After yesterday’s ridge top views of autumnal Dartmoor valleys, I wanted to spend more time in the woods. We’re at the tail end of the vibrant spectacle of autumn now, and it won’t be long before the reds, yellows and everything in between are gone for another year. So with my wife at work, I headed for Fingle Bridge with the boys and one of my oldest friends to explore one of our most extensive, unbroken stretches of woodland.
Fingle Bridge is no secret, and the narrow lanes that lead down from Drewsteignton were busy on half term Monday. The forecast was for sun with scattered showers, and we had brought kites to fly. So we crossed the bridge over the Teign and started the long, slow hike uphill towards Cranbrook Castle.
There are four castles overlooking this stretch of the Teign, although of these only Castle Drogo is instantly recognisable as one. The other three are Iron Age hillforts. Prestonbury Castle is at the top of the steep-sided slopes immediately behind the Fingle Bridge Inn, and sadly the landowner does not allow public access. Further east, Wooston Castle lies deep in the woods and has recently been excavated – if you’re interested in hillforts, check out the Fingle Woods blog which is full of fascinating info about the dig. Our target was Cranbrook Castle, a contour fort at the top of the hill facing Prestonbury across the river.
It’s an energetic hike to the top, especially for small boys. The fort is only 1km from the bridge but is 200m higher, and every time you see the ‘summit’ it turns out there’s another uphill stretch around the corner . There are a couple of amazing viewpoints on the way that overlook the Teign Valley, and we were treated to some beautiful light on the hills and trees around. As we got closer to the top, we could feel the sun on our faces more frequently as the angle of the slope changed and the tree cover thinned. Eventually we came to a gate on the right that led into the field, but there was a hitch. A printed sign on the gate warned of livestock and a bull running free; Kev strode into the field to check it out while I stayed by the gate with the boys. There were no cattle around and not even a pat or hoof print anywhere to be seen, and soon we were all striding across the hill together.

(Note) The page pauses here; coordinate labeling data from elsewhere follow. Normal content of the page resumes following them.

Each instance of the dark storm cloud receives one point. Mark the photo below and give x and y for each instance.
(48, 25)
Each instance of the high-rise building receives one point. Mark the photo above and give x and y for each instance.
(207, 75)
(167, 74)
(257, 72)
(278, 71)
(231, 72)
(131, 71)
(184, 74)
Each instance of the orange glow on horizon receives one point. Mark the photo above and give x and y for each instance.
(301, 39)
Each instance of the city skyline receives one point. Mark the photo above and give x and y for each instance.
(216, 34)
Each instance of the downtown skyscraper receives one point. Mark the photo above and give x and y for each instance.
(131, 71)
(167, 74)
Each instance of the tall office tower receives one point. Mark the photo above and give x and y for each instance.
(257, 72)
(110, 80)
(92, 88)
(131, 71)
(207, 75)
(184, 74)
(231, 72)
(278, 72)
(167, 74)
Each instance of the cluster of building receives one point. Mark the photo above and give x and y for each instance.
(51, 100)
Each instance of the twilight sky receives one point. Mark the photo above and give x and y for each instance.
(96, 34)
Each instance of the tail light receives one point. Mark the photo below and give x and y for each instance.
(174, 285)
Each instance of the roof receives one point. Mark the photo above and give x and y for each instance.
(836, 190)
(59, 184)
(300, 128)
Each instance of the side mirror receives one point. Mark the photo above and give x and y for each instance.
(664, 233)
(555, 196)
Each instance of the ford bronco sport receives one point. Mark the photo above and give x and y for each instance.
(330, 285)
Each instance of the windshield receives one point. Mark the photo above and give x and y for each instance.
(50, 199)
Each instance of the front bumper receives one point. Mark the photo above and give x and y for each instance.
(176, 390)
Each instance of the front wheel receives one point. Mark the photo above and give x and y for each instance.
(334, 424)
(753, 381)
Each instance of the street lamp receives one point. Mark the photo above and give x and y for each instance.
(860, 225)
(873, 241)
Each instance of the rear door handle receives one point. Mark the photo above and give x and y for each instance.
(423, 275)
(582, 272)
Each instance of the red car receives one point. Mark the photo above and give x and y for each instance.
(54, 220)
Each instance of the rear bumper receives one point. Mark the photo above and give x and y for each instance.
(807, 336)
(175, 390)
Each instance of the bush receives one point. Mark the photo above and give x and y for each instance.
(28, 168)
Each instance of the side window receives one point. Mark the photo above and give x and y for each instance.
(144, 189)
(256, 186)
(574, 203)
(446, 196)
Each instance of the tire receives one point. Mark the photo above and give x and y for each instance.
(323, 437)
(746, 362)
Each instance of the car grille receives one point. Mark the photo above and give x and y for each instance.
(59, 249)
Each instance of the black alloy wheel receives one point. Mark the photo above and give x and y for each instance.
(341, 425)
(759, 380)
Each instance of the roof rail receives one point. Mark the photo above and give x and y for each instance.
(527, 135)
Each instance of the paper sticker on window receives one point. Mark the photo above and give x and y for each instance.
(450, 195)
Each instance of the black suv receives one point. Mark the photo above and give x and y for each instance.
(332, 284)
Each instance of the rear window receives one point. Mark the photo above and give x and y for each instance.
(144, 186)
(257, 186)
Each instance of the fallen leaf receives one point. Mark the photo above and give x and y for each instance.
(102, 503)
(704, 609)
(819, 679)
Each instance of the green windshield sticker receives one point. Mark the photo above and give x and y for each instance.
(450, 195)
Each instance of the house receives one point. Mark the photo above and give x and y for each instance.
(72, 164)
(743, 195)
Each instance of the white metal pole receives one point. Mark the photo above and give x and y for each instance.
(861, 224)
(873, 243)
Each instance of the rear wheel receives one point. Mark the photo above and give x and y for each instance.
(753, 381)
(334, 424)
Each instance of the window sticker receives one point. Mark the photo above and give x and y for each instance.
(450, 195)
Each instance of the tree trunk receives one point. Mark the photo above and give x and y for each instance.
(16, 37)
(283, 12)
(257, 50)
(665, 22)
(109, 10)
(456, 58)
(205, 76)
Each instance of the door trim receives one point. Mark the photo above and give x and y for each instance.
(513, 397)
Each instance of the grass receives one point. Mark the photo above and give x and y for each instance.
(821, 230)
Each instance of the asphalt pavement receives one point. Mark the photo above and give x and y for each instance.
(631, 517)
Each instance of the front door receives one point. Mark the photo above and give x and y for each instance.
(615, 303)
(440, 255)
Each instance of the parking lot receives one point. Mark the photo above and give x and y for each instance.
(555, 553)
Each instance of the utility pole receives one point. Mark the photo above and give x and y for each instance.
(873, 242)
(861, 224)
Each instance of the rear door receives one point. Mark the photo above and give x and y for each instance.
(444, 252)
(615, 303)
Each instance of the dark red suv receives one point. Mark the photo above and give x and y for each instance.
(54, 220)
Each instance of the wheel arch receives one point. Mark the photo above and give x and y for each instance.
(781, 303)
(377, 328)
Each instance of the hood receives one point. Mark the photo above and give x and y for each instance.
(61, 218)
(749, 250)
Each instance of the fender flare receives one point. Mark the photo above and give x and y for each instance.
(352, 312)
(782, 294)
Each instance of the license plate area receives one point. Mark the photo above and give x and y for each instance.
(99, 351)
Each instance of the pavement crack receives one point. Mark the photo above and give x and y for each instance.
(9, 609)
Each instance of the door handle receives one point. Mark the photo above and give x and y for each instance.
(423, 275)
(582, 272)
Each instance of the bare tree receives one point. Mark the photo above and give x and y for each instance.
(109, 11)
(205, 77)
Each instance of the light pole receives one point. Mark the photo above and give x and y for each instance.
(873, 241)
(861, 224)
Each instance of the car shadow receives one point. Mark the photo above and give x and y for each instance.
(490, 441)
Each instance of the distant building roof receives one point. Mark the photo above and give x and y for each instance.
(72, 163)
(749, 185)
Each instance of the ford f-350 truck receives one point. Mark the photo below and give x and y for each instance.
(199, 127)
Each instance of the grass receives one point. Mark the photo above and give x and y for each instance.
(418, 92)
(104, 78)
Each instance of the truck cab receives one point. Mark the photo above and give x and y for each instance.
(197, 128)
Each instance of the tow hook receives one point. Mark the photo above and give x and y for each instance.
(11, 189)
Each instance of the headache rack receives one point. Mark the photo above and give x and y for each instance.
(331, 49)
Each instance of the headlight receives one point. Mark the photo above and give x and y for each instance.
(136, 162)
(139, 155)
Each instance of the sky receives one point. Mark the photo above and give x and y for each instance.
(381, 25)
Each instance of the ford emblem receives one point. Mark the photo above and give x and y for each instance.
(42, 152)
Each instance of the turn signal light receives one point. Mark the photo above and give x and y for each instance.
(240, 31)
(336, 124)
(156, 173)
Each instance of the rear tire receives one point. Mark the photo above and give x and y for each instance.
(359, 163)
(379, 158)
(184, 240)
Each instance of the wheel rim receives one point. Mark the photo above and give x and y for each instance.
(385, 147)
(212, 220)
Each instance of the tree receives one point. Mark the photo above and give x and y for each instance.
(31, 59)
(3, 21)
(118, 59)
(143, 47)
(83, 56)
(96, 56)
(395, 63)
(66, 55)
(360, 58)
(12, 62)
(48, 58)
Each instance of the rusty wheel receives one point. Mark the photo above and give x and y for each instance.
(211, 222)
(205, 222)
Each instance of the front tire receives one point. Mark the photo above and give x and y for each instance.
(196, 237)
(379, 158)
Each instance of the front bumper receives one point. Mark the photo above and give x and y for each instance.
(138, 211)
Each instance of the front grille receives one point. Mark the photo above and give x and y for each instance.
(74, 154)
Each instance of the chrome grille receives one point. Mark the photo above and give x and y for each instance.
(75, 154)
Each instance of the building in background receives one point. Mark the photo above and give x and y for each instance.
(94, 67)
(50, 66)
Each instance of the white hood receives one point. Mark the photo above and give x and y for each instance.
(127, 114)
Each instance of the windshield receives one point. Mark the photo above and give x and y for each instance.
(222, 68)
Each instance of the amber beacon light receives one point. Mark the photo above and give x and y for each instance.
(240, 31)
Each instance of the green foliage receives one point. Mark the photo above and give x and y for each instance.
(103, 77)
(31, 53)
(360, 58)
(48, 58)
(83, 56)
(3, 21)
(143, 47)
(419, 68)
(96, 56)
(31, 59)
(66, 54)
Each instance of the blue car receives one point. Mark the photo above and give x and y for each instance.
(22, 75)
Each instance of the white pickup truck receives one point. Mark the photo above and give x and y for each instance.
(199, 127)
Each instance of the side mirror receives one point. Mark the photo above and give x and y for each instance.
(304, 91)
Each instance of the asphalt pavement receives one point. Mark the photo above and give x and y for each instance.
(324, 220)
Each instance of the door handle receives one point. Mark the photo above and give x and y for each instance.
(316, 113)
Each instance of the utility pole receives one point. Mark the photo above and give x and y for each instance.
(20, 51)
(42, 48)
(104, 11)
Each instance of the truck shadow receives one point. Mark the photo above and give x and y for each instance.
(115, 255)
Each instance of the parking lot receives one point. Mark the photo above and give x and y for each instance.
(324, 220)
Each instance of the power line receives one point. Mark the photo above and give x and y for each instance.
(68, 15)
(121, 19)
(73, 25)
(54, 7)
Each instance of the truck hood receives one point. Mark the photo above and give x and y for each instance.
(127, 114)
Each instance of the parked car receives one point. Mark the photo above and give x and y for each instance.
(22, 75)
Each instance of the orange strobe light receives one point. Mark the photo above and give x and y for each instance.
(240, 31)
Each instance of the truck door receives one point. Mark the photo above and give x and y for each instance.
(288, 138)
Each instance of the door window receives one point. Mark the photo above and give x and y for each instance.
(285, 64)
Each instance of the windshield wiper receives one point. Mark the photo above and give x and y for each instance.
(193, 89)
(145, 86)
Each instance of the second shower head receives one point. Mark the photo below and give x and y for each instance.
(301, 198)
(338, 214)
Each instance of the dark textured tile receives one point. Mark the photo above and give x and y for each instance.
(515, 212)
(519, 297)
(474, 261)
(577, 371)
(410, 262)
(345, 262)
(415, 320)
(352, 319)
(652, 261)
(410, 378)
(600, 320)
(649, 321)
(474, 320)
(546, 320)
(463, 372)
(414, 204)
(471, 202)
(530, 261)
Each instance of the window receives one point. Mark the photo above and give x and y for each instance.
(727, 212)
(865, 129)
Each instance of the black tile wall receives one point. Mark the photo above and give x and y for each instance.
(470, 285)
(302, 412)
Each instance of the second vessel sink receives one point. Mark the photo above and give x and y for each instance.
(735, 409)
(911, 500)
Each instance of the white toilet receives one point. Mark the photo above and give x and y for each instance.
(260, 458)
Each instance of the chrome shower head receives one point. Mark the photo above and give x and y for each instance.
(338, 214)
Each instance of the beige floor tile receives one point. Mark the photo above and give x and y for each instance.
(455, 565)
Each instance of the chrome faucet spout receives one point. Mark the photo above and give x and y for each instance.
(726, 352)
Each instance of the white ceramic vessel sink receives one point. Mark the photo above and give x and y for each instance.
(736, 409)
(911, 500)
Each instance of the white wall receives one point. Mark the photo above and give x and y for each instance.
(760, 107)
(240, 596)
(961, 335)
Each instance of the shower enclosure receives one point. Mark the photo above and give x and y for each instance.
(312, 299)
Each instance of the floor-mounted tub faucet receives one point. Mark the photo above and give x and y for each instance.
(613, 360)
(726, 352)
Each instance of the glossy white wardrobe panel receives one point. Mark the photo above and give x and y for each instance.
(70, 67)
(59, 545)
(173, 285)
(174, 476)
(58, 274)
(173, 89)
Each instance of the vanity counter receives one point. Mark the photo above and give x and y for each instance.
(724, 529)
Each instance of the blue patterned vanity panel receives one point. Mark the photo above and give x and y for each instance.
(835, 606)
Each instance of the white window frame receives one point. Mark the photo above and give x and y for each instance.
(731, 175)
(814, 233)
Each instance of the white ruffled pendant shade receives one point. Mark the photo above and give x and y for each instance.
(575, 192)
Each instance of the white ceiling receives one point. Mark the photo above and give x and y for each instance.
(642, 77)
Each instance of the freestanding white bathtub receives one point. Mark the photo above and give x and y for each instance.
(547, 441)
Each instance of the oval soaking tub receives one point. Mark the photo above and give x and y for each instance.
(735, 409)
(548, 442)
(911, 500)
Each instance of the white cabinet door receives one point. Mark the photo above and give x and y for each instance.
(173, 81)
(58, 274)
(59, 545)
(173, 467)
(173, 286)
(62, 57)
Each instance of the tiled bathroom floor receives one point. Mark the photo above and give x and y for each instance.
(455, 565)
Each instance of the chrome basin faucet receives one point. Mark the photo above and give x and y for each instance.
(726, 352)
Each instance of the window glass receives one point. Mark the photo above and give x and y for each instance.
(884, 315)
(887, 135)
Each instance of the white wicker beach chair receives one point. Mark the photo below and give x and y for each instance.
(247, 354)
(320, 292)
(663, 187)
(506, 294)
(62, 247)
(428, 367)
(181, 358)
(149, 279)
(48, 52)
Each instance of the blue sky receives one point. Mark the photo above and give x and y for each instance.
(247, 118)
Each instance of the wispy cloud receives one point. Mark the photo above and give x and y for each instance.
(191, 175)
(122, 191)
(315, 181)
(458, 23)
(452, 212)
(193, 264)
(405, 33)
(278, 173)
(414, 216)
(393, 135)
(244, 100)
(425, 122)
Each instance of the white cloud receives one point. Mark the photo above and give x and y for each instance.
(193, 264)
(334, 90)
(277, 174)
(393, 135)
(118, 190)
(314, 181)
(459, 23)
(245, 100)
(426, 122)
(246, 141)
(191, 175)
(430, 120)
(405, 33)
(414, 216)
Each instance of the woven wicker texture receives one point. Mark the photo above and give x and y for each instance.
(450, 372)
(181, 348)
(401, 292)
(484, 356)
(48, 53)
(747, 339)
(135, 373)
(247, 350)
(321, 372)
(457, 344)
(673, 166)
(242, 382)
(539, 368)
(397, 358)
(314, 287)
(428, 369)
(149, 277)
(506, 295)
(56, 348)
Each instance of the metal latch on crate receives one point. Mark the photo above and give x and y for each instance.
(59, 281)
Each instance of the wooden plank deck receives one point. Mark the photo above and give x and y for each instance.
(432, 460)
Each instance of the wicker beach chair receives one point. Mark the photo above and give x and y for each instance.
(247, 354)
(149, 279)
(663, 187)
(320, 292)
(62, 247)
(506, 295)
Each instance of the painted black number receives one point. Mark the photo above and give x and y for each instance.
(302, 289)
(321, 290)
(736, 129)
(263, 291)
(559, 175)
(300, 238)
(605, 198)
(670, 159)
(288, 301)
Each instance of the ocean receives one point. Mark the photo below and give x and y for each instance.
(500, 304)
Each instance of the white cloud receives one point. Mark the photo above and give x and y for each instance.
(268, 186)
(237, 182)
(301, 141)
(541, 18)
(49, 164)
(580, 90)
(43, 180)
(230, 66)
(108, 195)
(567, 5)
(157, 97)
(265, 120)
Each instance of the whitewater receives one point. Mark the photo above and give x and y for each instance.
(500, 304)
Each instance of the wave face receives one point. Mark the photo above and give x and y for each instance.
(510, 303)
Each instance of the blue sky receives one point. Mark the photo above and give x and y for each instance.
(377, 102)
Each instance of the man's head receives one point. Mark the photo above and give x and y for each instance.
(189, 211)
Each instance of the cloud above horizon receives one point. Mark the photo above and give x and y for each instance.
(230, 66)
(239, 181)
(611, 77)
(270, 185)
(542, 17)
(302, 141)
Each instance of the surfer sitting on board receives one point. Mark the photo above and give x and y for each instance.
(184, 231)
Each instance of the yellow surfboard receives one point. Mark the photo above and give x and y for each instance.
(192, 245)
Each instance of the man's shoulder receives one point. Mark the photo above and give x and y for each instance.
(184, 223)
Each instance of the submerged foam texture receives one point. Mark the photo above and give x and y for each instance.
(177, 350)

The hillfort itself consists of an inner and outer ring separated by a ditch, with the inner diameter being perhaps 200m across. It appears fairly unspectacular, but you have to remember that at least the inner ring would have probably been circled with log posts and the ditch will have infilled considerably over the years. It would have formed part of a vibrant landscape in the Iron Age, with three forts so close together suggesting a desirable location close to all the resources the communities needed. It must have quite a place at its peak.
We were of course also interested in sandwiches, views and kites. We hunkered down away from the wind outside the inner bank and looked out towards Haytor and Hameldown while we tucked into our sandwiches, then out came the kites. Our box kite flew steadily, high above the fort, while Kev’s parrot kite flew briefly with spectacular dives and crashes.
Passing rainbows alerted us to the chance of rain, and it wasn’t long before a big one headed towards us from Chagford. We scooped up our things and headed back down the hill much more quickly than we ascended it. Somehow we avoided the rain, and with time to spare we sneaked in a swift pint by the riverside at the Fingle Bridge Inn.
Back in the car, we decided to follow the Teign all the way home. The river and woods coincide for a long way; down to Clifford Bridge and Dunsford, Cristow and the Teign Valley and beyond. I love the open moor, but at this time of year the woodlands of Dartmoor really come into their own.